Perfectdreamingskull Perfectdreamingskull
22-25, F
2 Responses Aug 26, 2015

That's normal behaviour

But it's such a nice, safe place to be, isn't it?

Is this sarcastic?

No, not at all. I sometimes live in my head because it's easier than to be fully present to other people. Sometimes other people will challenge my way of thinking and looking at things, and that can be a bit scary at times. I don't know if that's how you feel, but it is how I feel.

Why scary?

Well, I have certain deep-seated beliefs that govern the way I live my life, and when I listen to other people's points of view, I sometimes have to wonder if maybe I've been wrong all along. Then again, what if I'm right, but someone else convinces me that I've been wrong? It's always a risk to seriously consider what someone else is saying, if it radically contradicts what I believe in.

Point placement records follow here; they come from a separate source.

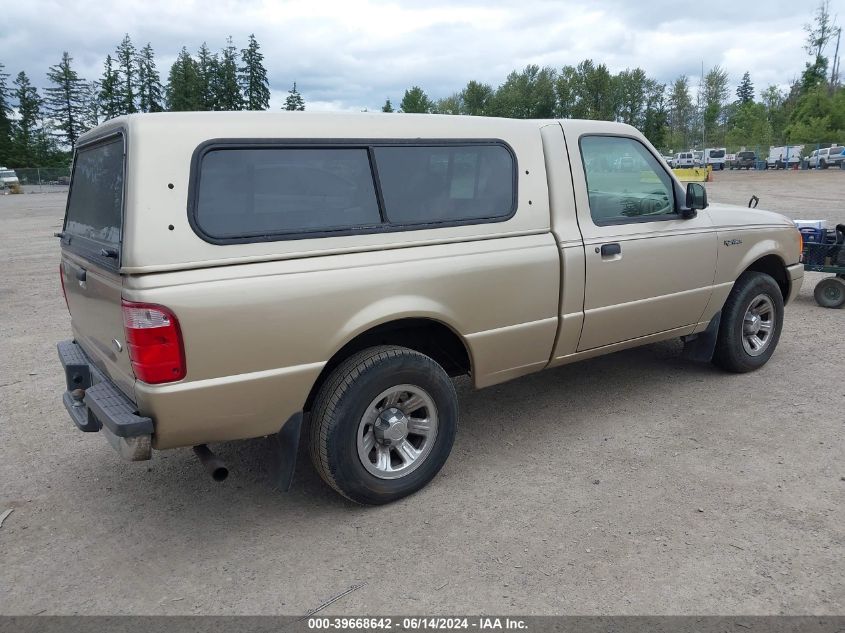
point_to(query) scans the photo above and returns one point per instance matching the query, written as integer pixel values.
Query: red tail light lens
(62, 279)
(154, 342)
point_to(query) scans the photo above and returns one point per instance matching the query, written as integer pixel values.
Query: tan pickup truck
(238, 275)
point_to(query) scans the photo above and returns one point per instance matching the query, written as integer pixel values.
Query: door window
(625, 182)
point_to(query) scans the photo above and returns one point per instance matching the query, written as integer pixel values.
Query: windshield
(95, 205)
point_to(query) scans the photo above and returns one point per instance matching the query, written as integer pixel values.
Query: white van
(684, 160)
(8, 177)
(715, 156)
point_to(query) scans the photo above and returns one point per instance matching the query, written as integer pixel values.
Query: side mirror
(696, 199)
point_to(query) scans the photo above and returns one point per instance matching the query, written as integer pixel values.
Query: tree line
(40, 127)
(674, 116)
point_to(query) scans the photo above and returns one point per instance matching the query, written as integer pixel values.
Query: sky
(353, 54)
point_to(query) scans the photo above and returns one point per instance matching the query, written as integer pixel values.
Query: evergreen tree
(92, 104)
(453, 104)
(715, 91)
(5, 118)
(745, 90)
(227, 88)
(207, 75)
(65, 100)
(252, 77)
(183, 85)
(294, 100)
(127, 76)
(108, 97)
(477, 98)
(680, 114)
(26, 139)
(415, 100)
(149, 82)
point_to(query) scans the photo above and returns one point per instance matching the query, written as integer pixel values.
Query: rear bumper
(96, 404)
(796, 278)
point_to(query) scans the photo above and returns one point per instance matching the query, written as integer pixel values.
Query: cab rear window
(95, 203)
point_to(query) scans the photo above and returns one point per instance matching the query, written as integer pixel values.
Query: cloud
(350, 55)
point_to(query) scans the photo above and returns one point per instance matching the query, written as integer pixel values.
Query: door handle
(608, 250)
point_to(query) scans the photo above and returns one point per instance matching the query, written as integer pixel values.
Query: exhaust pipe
(213, 464)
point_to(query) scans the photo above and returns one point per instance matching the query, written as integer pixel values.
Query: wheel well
(426, 336)
(773, 266)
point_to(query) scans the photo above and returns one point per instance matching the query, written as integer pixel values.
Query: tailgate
(91, 241)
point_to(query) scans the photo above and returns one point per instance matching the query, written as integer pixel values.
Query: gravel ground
(636, 483)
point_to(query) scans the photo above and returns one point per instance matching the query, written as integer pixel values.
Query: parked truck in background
(784, 156)
(744, 159)
(715, 157)
(825, 157)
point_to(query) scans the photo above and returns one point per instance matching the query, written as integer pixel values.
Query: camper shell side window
(251, 191)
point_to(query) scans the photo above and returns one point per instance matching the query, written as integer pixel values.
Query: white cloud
(347, 55)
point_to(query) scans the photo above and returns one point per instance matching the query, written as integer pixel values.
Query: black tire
(830, 292)
(730, 353)
(340, 406)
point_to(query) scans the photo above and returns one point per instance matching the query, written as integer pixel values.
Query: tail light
(62, 279)
(154, 342)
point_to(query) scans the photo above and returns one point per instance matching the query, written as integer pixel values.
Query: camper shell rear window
(250, 191)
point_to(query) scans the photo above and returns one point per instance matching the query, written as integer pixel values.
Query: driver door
(647, 270)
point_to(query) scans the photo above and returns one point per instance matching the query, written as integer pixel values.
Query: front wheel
(751, 323)
(383, 424)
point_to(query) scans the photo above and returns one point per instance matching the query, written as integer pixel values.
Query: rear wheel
(751, 323)
(830, 292)
(383, 424)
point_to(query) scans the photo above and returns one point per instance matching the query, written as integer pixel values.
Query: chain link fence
(38, 180)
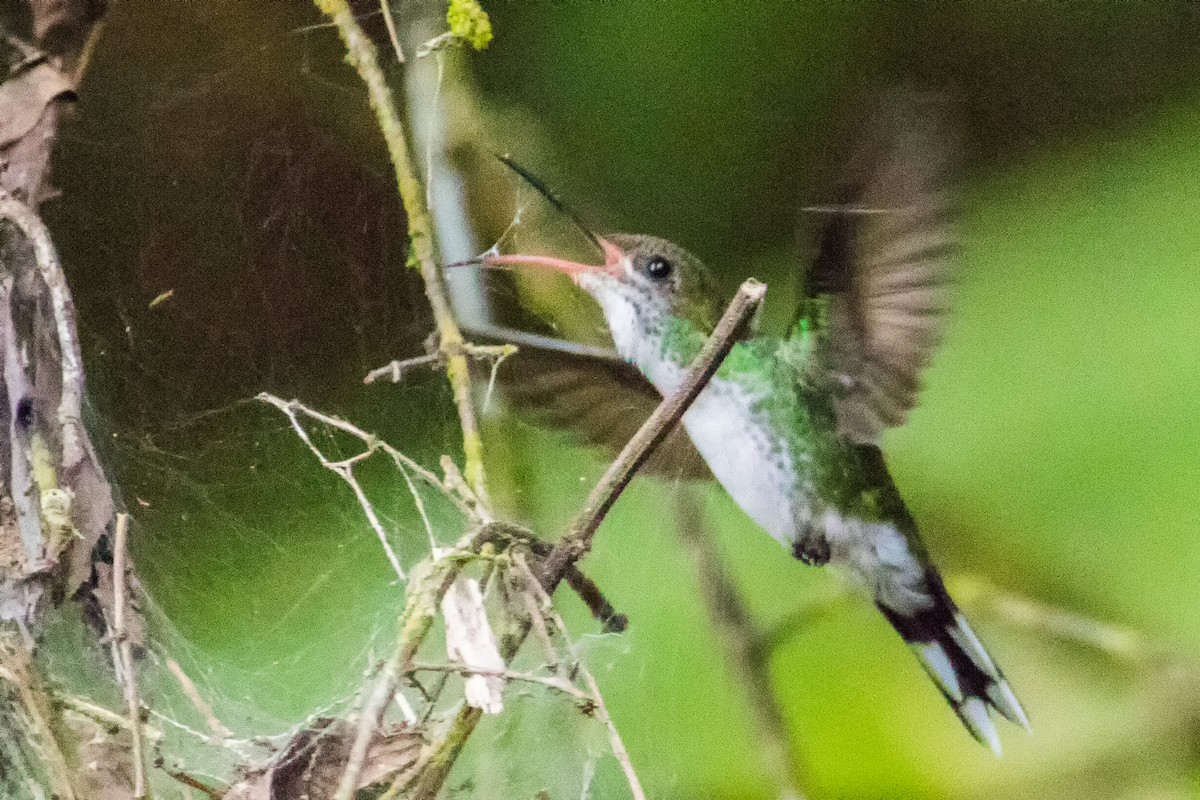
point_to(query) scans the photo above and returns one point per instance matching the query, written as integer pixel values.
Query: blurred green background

Are you talking about religion?

Among other things. Some of my beliefs go much deeper than what I believe about religion.

Such as?

My boyfriend wants me to move in with him. I've always believed that it's wrong to do that when you're not married yet. But he does have a separate bed that he would be happy to let me use. So I'm starting to question whether or not it would really be wrong. So I suppose religion does have quite a bit to do with it.

But it's about more than religion, it's about how I would feel about myself if I did that. And what if it didn't work out? How would that whole experience affect me? Those questions go way beyond my religious beliefs. It's about what I feel I can and can't handle, what risks I should and shouldn't take.

My mind is a vast and beyond ****** up place lol.

Oh, I'm sorry to hear that.

I don't have a response to religious morals. Other than it's just not for me.

I understand. A lot of people don't believe in religion, or don't feel that it should affect the way they live their lives. But I appreciate that you don't tell me that it's stupid or anything. I just have to figure out what the right thing is for me to do.

And I hope that you can be more at peace with your own mind. Sometimes our own thoughts can be contradictory and confusing too. I hope you can get it all sorted out.

How would you feel or what if it didn't work out, how would it effect you? These are all unknown factors everyone has to go through. That's just a fact of life. And people are amazingly resilient creatures. Don't let anxiety hold you back from living life.

Thanks. I won't. And I wish you all the best with whatever you're struggling with as well.